Now Fenris could hear the clock ticking.

It was in the knowing grins Isabela exchanged with Varric whenever Anders and he were arguing – and whatever they may be thinking, these arguments were as real as ever. The mage was still the most infuriating person in all of Thedas, it was just that Fenris now knew there was more to him than the sides Fenris loathed. It didn’t make their disagreements any less heated, just made it even more frustrating when Anders brushed him off as if none of his experiences mattered. Anders, in turn, had grown more indignant when Fenris refused to listen to his mage rights diatribes; sometimes he even had the gall to act like it was a personal betrayal. Yet it didn’t change the knowing looks and grins of their friends, who had always far too easily dismissed their genuine grievances as amusing banter.

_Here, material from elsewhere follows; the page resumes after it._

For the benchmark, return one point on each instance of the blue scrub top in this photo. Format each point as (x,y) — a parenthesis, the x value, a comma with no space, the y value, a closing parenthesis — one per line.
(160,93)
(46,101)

It was in the way Hawke grew hesitant when the topic of Anders came up, looking at him with hopeful concern, biting her lip as she fought down the desire to ask. She would ask, Fenris knew. He was almost certain it would be her bringing it up in the end, for Hawke was his best friend and she believed that friendships were built on honesty. Sometimes it was hard not to resent her for something she hadn’t even done yet.

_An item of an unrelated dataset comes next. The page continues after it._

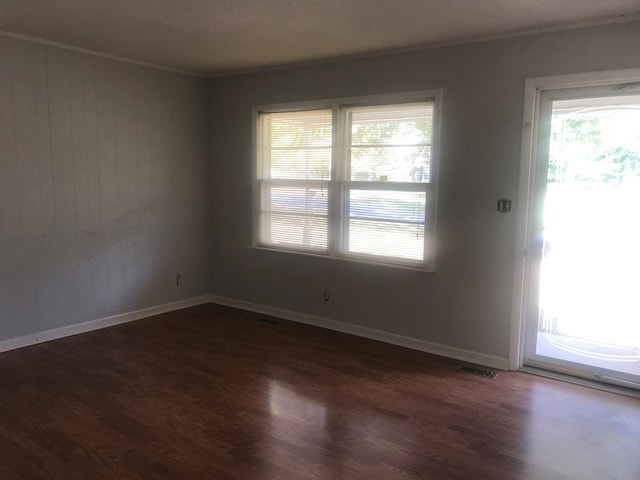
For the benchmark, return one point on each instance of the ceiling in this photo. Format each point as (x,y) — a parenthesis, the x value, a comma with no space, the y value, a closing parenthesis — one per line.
(215,37)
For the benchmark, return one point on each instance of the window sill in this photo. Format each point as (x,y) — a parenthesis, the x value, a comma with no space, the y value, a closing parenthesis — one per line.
(365,261)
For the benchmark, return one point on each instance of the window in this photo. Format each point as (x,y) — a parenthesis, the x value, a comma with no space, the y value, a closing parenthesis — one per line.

He knew they were running out of time.

There would be no more peaceful evenings in front of the fire; Anders reading out loud while Fenris sharpened his greatsword. No more waking up with his face buried in golden hair, or a healer’s gentle hands mapping the scars on his body while they remained so painstakingly mindful to avoid his lyrium markings. There were many things he would lose and with the experience of one familiar with loss, Fenris knew most of the things he would miss most were things he wouldn’t even know to appreciate until they were gone.

It wasn’t supposed to mean anything, this nameless thing between them. He certainly wasn’t supposed to mourn it, least of all before he had even lost it.

Yet he knew: they were running out of time.

“So. I’ve been wondering for a while. Is there anything…?” Hawke wiggled her eyebrows.

Fenris stiffened. It was just the two of them walking through Darktown after Hawke had dragged him along to deliver supplies to Anders. Maybe he should have protested more but he had been glad for the excuse to check on Anders without checking on him. He’d had a hard time on their last trip to the Wounded Coast and hadn’t been to the last Wicked Grace night.

“No.”

Hawke was chewing on her bottom lip again. She looked like she had a thousand questions but didn’t ask a single one – there was a reason they were friends. She also looked like she didn’t buy his curt denial for a second – after all, they were friends.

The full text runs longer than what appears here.